Nada de grande acontece sem paixão; o sonho revela a verdadeira natureza do ser humano. A pesquisa sobre a empresa Matte Larangeira foi um sucesso, através da busca incessante de Luiz Alfredo. Todas as glórias do passado se associam ao trabalho de notáveis idealistas, construindo a história.

Cruz de Malta era um vapor que servia incontáveis viajantes no rio Paraná, no trecho Porto Mendes-Posadas. Buenos Aires foi a cidade mais próspera nos tempos de Francisco Mendes Gonçalves e da erva-mate. Portos de Concepción, Murtinho e Corumbá: influência direta da empresa Matte Larangeira no comércio da erva-mate.

A planta conhecida como erva-mate tinha muitos nomes, sendo que o mais comum foi a curitibiensis, dado por Saint Hilaire. Após a guerra da Tríplice Aliança, a união da família Mendes Gonçalves com Thomaz Laranjeira: comércio da erva-mate. Argentina, nação mais rica do Continente até 1880; era ali onde mais se consumia a erva-mate, no tempo de Thomaz Larangeira.

Thomaz Laranjeira morreu em 1911 e Don Francisco em 1930, mas a atividade ervateira continua na maior parte da América Latina com absoluto sucesso. Francisco Mendes Gonçalves era português, e veio com a família para o Brasil em 1853, a convite do irmão Ricardo. Ele tinha seis anos de idade. A partir de 1822, começou a exploração da erva-mate em terras do Brasil e do Paraguai, tendo um mercado promissor até os dias atuais, e sem riscos.

Ricardo Antônio, vindo da Ilha da Madeira, bela Pérola do Atlântico, chegou no Rio de Janeiro em 1840, no reinado de Dom Pedro II, que estava em expansão. O Arquipélago da Madeira é um conjunto de oito ilhas, com apenas duas habitadas: Porto Santo e Madeira.

Cia Matte Larangeira. Era assim mesmo, com “g”, a grafia. Hoje, escreve-se Matte Laranjeira, como na palavra Paraguai, sem o “y”. O calor da Guerra do Paraguai foi no ano de 1867, época em que alguns Mendes Gonçalves foram morar no país vizinho.
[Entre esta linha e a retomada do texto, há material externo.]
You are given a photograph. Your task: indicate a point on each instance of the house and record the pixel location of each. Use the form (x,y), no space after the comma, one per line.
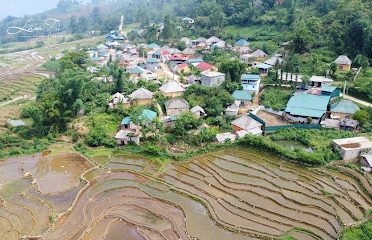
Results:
(177,106)
(349,124)
(119,99)
(204,67)
(251,82)
(343,63)
(152,47)
(247,124)
(152,64)
(225,137)
(172,89)
(319,81)
(233,109)
(331,91)
(187,41)
(366,162)
(213,40)
(195,61)
(243,50)
(289,77)
(275,60)
(220,44)
(162,55)
(243,96)
(181,68)
(188,20)
(352,148)
(138,72)
(129,131)
(198,41)
(178,58)
(141,96)
(198,112)
(263,68)
(241,43)
(302,108)
(212,79)
(343,109)
(259,54)
(188,52)
(330,123)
A inóspita província de Mato Grosso foi palco de sangrentas lutas, mas era grande a movimentação no porto de Corumbá. A Guerra do Paraguai teve fim em janeiro de 1870 com a morte de Solano López, em Aquidaban Nigui – Cerro Corá, a 40 km
de Ponta Porã.

Ricardo Antônio, influente em Assunção, auxiliava Thomaz Larangeira nos trâmites para o comércio da erva-mate na região, no ano de 1877. Ricardo Antônio faleceu em 1901 e seu corpo está sepultado em Assunção, no cemitério de La Recoleta.

(Lidas e relidas 18 páginas das 252 do livro “Retratos de uma época”, a história da Cia Matte Larangeira. Mundo Novo, 11 de fevereiro de 2018).